En esta última etapa del ciclo electoral, Elon Musk se ha metido de lleno en la campaña con, cuando menos, polémicos sorteos en Pensilvania (¿alguien dijo caciquismo?), mientras que Kamala Harris ha reiterado su apoyo incondicional a Israel, siendo este uno de esos pocos puntos en los que no se diferencia en nada con el candidato republicano. Para todo lo demás, parece clara la estrategia electoral de Harris: no mojarse mucho y jugárselo todo a no ser Donald Trump.
Así las cosas, llegan las elecciones y nos encontramos con que vuelve a haber un enfrentamiento entre el establishment y el trumpismo (aunque es apenas una ilusión pensar en que el trumpismo está tan alejado de dicho establishment). Algunos cromos distintos pero un panorama bastante parecido al de 2020.

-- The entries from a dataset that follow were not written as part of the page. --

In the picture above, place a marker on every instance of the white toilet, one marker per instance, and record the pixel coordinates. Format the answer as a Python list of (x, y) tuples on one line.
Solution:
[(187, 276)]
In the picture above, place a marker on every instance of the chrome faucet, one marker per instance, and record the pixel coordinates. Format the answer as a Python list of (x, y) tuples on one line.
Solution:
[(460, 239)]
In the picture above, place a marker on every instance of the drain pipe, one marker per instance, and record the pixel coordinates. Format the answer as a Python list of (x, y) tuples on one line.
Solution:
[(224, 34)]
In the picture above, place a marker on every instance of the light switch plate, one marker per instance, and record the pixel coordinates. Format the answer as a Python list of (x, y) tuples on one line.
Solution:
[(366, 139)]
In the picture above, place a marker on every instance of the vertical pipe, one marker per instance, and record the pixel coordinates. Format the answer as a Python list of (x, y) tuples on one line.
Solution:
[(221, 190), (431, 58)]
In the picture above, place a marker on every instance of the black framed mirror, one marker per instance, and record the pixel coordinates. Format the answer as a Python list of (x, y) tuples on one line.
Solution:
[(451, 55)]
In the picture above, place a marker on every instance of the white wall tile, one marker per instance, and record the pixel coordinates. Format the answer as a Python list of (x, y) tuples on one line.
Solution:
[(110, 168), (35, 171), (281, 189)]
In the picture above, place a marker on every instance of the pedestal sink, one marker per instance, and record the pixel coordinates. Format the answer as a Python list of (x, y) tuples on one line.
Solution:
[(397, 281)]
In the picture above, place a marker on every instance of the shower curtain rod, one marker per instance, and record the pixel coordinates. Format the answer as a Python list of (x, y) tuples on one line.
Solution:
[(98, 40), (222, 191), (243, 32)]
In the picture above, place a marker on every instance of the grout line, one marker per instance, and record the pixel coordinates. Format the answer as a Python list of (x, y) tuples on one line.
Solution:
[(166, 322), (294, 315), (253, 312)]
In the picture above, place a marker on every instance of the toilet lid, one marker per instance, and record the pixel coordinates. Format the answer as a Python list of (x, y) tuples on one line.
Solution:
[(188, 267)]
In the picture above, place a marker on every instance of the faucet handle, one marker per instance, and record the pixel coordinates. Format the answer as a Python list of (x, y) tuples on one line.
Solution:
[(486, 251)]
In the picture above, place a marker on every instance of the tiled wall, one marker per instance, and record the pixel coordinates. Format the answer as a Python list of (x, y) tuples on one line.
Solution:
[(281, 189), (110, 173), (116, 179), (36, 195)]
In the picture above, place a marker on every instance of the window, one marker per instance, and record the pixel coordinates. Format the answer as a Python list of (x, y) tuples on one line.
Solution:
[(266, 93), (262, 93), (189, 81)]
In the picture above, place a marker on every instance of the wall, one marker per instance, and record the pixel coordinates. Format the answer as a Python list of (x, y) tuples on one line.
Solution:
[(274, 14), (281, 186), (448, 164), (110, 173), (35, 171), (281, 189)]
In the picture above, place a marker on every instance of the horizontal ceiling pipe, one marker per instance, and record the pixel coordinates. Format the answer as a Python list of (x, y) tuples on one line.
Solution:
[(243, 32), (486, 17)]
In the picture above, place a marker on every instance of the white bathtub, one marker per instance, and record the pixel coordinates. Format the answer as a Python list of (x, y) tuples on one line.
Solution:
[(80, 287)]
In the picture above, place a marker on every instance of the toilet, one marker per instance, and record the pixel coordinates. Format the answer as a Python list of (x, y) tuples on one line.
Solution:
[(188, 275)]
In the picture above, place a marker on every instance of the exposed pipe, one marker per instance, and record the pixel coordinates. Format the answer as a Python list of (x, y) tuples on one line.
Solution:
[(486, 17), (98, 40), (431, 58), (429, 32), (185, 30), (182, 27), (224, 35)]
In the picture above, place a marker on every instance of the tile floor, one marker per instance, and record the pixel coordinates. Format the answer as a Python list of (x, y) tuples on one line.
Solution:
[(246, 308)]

Al fin y al cabo, la carrera a la Casa Blanca tiende a depurar a cualquier candidatura realmente disruptiva (ni un Bernie Sanders, oye) y, al final, nos encontramos cada cuatro años ante una tesitura que no parece sino la de la elección del mal menor, un juego de grises en el que los matices parecen meramente estéticos: estridencia o compostura. Por supuesto, hay algo más que eso en juego. Pero tampoco mucho más, por desgracia.